Saturday, May 7, 2011
Who Owns the Customer?
The Salesperson turns in the big contract, the account gets implemented by the Order group and then is handed over to the Customer Service team to monitor and cultivate; the Operation staff maintains the product line, IT monitors the functionality of the platforms, and Finance processes the revenues.
So who owns the Customer?
The Company will tell you the “Company” does. This position certainly has merits as all the above sections of a corporation work together to form the core of the “Company”. Since everyone draws a paycheck from the “Company”, at first glance I would tend to agree.
However, here’s the million dollar question … since it is the customer’s existence which drives revenues for the company, the real answer to this question lies within “who does the Customer believe their business belongs to”?

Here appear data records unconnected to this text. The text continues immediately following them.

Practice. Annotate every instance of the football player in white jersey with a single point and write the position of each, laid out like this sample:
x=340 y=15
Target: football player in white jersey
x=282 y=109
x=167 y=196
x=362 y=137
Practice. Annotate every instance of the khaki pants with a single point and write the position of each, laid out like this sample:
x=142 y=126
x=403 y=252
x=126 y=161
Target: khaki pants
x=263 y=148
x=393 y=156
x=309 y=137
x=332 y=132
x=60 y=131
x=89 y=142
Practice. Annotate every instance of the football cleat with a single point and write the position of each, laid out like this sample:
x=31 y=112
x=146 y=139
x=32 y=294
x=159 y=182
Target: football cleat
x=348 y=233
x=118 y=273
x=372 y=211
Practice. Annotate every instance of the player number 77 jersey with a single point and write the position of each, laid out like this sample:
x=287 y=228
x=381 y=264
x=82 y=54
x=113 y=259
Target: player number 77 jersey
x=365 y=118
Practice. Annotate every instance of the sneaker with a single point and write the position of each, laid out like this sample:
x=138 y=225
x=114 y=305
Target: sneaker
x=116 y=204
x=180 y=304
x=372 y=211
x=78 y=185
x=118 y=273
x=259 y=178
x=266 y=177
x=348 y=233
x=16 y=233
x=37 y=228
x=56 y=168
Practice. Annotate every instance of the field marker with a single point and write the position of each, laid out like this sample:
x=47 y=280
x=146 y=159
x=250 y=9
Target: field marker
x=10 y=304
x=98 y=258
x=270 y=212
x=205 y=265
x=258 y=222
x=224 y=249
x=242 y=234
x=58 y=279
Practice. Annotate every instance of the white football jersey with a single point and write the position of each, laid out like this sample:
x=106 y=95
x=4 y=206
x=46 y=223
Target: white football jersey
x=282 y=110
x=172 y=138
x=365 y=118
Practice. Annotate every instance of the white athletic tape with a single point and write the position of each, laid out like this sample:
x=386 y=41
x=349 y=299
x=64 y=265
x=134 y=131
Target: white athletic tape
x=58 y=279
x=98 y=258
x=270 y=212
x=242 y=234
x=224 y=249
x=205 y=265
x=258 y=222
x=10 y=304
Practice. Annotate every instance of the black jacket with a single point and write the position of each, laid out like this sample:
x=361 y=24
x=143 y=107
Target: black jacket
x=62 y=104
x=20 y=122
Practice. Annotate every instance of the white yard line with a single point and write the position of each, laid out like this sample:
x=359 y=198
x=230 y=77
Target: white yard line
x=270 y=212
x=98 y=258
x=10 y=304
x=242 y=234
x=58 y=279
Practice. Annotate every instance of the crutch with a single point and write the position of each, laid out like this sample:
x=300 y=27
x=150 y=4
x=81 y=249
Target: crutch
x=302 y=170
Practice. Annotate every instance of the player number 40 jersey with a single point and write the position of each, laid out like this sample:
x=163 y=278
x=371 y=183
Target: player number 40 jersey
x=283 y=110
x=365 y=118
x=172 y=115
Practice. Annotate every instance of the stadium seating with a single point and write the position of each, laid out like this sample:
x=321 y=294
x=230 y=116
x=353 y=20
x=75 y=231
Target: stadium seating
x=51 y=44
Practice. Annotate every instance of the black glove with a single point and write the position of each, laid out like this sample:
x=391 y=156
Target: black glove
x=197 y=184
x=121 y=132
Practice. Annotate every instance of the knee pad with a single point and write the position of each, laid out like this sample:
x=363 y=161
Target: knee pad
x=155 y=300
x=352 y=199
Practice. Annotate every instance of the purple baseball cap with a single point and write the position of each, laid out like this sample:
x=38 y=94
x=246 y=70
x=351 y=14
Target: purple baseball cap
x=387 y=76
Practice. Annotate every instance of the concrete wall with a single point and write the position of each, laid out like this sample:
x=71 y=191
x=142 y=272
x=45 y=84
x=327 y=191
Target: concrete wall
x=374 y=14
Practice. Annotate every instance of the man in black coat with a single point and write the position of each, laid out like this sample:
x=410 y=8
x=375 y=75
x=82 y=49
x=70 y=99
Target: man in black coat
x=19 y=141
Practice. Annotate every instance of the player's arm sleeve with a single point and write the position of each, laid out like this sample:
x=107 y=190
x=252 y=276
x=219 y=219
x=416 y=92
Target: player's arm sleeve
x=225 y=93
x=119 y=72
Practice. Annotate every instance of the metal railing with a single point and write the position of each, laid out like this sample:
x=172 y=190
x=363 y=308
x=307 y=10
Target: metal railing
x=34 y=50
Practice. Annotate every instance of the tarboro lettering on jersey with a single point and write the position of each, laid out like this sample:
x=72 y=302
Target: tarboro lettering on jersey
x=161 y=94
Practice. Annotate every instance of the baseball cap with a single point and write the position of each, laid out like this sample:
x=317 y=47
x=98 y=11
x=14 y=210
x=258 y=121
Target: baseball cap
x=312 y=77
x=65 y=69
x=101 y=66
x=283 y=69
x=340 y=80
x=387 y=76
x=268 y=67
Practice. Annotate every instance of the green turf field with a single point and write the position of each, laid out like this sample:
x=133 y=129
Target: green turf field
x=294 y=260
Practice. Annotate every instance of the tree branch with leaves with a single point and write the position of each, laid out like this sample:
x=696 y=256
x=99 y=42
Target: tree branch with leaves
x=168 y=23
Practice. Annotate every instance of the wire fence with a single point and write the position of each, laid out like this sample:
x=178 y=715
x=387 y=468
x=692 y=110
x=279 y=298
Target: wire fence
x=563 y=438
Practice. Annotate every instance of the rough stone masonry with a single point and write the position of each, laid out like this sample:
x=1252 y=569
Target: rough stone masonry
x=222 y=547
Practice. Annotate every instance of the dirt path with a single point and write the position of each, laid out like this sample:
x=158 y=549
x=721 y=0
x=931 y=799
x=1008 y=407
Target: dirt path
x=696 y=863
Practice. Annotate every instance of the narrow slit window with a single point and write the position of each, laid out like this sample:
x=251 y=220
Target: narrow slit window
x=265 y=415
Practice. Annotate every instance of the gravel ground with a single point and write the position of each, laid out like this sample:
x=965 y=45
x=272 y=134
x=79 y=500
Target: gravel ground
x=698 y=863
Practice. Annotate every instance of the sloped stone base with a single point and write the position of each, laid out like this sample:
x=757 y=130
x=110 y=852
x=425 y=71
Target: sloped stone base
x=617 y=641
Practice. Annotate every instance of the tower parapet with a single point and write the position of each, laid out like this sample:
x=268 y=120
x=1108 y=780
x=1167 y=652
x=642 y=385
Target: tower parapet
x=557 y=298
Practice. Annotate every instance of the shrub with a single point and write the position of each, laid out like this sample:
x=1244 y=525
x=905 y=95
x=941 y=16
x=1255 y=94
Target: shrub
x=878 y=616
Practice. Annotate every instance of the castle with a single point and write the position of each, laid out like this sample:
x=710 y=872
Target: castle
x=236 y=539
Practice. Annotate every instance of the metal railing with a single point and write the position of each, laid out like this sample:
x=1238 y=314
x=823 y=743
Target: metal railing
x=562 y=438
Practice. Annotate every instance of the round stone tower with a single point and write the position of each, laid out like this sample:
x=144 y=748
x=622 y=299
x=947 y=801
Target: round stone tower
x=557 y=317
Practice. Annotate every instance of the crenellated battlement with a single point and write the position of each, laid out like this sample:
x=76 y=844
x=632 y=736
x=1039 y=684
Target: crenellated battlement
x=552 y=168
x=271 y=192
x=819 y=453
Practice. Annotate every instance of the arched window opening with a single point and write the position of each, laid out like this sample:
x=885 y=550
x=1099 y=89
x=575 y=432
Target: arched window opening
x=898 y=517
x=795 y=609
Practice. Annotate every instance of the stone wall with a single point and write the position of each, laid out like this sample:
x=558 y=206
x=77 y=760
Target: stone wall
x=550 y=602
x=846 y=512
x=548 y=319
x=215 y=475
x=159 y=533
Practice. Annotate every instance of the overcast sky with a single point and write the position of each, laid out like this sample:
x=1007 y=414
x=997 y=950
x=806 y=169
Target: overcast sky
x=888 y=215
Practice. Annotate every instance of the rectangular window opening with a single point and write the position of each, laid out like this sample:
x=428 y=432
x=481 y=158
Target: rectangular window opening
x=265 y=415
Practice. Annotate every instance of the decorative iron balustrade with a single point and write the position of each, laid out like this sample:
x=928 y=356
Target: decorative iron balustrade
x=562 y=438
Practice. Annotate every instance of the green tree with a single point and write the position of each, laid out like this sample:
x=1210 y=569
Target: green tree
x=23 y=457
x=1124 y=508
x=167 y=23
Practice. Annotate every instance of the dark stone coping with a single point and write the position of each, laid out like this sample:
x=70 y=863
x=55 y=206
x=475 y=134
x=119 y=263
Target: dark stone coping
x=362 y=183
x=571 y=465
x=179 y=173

I guess it really depends on the type of product we’re talking about. If it is a television, I would tend to lean towards the “company” definitely owning the Customer. If your 6 month old 50” Sony TV
(sorry folks at Sony, I had to use somebody’s brand as an example –this in no way implies I’ve had problems with any Sony products, I’ve actually had great stuff from Sony over the years)
suddenly went blank, I’m sure we’d all be on the phone to Sony ASAP. You wouldn’t try and contact the sales clerk who rang in the sale at Target. You’d Google or Bing “Sony TV repairs” and you’d be on your way.
Now let’s look at another product: your car. I know when I buy a car, I hold the salesperson from the dealership responsible for that vehicle until I sell or trade it. If my car breaks down, I call the salesperson who 99% of the time will gladly take your call and arrange for service and in most cases, a replacement car while your’s is in the shop. This is an example of taking ownership and “farming” your account base. Take care of your customer and when your customer wants to buy additional services (in this case, a new car) they’ll more than likely call you. In this example, it is the salesperson who owns the Customer. Many car salesmen will change dealerships and even brands throughout the years, but maintain their repeat customer base as they move because of the service they provide to their customers. Underappreciate your existing base, and they will surely go to your competition when the time to buy additional service or product rolls around.
Another example in my life experience is dentists. I have a dental hygienist who I’ve been using for more than 20 years. She’s worked with at least 4 different dentists throughout the years and each time she’s moved, I’ve gone with her to the new dentist. It really had nothing to do with the quality of the dentist or support staffs they had, I simply like the hygienist and wanted to stay with her. As she had a sizable following like myself who would move with her, she brought value to her new positions and was able to negotiate improved employment packages with each change. In this case, the hygienist (I liken her to an operations staff employee), not the dentist, owns the customer.
Over the years, how many times have we seen employees move from one company to another, and had to sit idly by as our customer base followed the former employee? Companies know this too; that’s why “non-compete” clauses are often built into employment contracts.
The point of this discussion is to always remember, each and everyone of us like to think we made a good decision when buying a product or a service. The difference is when we buy a tangible product like a toaster, we equate the product to the company. When we buy a service or a service prone product (like a car or dental services), we equate the service to a person. And people buy from people they like. That person is not necessarily in a particular role within a company. Sometimes it may be the salesperson, sometimes it could be the Customer Service rep, or the IT staff member. It really depends on the customer’s needs and the amount of interaction they have with the person in a particular role.
If you take nothing else from this post, remember the next time you are speaking to an existing client or a potential prospect, you only get one chance to earn their confidence. Lose it, and you will most likely lose either a sale, or even worse, an existing client.
Take the time to think of how the customer will react to what you are about to tell them, consider all possible reactions, and proceed accordingly. Treating the customers so they feel their business always comes first is a crucial step to building your reputation as a professional. Whether you’re in sales, or finance, IT, customer service, or any other aspect of a company, the needs and potential reactions of the customer should always be considered first.
Ultimately, it's my opinion, regardless of your position within the company, if you do your best to make the customer feel their business is welcomed and applauded by the company, they will be a loyal and long term client. If they feel like they are only a number, they will most likely either not buy from you or your company at all or they will remain a client for only a short period of time, until a more likeable personality comes across their professional path.
As this is only my opinion, I enjoy sharing any experiences any of my readers have had along these lines. I welcome any comments or suggestions on the topic.
So, who do YOU think owns the Customer?